THE DEATH OF STALIN - Review By Greg Klymkiw - TIFF 2017 serves up lame political satire.

Steve Buscemi delivers the performance of a lifetime.

The Death of Stalin (2017)
Dir. Armando Iannucci
Scr. Iannucci, David Schneider, Ian Martin, Peter Fellows
Nvl. Fabien Nury
Starring: Steve Buscemi, Jeffrey Tambor, Adrian Mcloughlin, Olga Kurylenko, Michael Palin, Simon Russell Beale, Paddy Considine, Andrea Riseborough, Rupert Friend, Jason Isaacs, Paul Whitehouse, Dermot Crowley

Review By Greg Klymkiw

Since he murdered 10 million of my people in Ukraine during the Holodomor, one of the most horrendous genocides of the 20th century, my pump was primed for a glorious satire about the final gasps of life from the Georgian-Russian butcher Joseph Stalin. Unfortunately, the scattershot, overwrought affair that is The Death of Stalin did so little for me as a movie, my heart sank more than a few times while it unspooled.

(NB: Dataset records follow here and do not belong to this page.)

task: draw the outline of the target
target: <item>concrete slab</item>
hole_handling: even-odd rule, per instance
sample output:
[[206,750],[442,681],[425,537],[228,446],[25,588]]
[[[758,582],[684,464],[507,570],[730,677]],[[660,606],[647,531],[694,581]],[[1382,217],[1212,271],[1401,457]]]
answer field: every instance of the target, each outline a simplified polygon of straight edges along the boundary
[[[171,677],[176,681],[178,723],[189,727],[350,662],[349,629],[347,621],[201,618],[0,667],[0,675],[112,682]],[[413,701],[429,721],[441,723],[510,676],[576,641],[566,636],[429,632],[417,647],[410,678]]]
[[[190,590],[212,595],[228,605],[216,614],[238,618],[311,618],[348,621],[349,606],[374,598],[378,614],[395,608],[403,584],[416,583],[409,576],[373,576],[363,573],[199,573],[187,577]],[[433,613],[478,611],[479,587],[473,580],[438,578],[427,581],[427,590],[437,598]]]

Not that there aren't a few laughs to be wrought from this manic look at the bushy-moustachioed scumbag-dictator during his last night on earth and the ensuing backdoor power grabs by his cabinet. Most of the guffaws come courtesy of Steve Buscemi as a malevolently wise-acre Nikita Khrushchev. This might be the performance of a lifetime - he's a hurricane-like force amidst a movie that otherwise suffers from massive tonal uncertainty.

The best satire is played dead-straight, but too often director Iannucci resorts to pitching things as "spoof" or worse, like some TV sitcom. The whole affair seems little more than Weekend at Bernie's, albeit set against the backdrop of the Kremlin in 1953 as opposed to the Hamptons in the late 80s. The film is not without some mirth at the expense of the victims of Stalin's purges - God knows why, but seeing Russians following ridiculously exhaustive death lists and summarily executing hapless "enemies of the state" elicited more than a few knee-slaps from this fella. I also loved Jeffrey Tambor's rendering of Malenkov, the ineffectually lunkheaded figurehead propped up to replace Der Russkie Führer.

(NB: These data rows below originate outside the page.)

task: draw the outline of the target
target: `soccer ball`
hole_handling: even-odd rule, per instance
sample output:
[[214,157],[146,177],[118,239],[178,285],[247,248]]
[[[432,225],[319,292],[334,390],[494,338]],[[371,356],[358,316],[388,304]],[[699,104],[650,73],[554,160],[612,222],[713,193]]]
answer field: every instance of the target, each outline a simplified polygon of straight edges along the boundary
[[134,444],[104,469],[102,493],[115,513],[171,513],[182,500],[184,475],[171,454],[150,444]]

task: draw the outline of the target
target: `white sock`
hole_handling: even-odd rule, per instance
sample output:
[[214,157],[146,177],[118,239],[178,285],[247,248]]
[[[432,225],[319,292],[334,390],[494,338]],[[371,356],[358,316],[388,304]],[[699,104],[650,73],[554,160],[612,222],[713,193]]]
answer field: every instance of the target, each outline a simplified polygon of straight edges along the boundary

Alas, the movie just proved to be exhausting. It tries too hard to be funny and when we can see those seams in the fabric we're constantly focusing on the flaws of the designer clothing hanging upon a massive markdown rack at Winner's. As such, we're indelicately wrenched out of the forward thrust. Indelicacy in a satire is just fine, but better it be inherent in the subject matter and characters rather than only within the structure of the work itself.

THE FILM CORNER RATING: **½ Two-and-a-Half Stars

The Death of Stalin plays at TIFF 2017.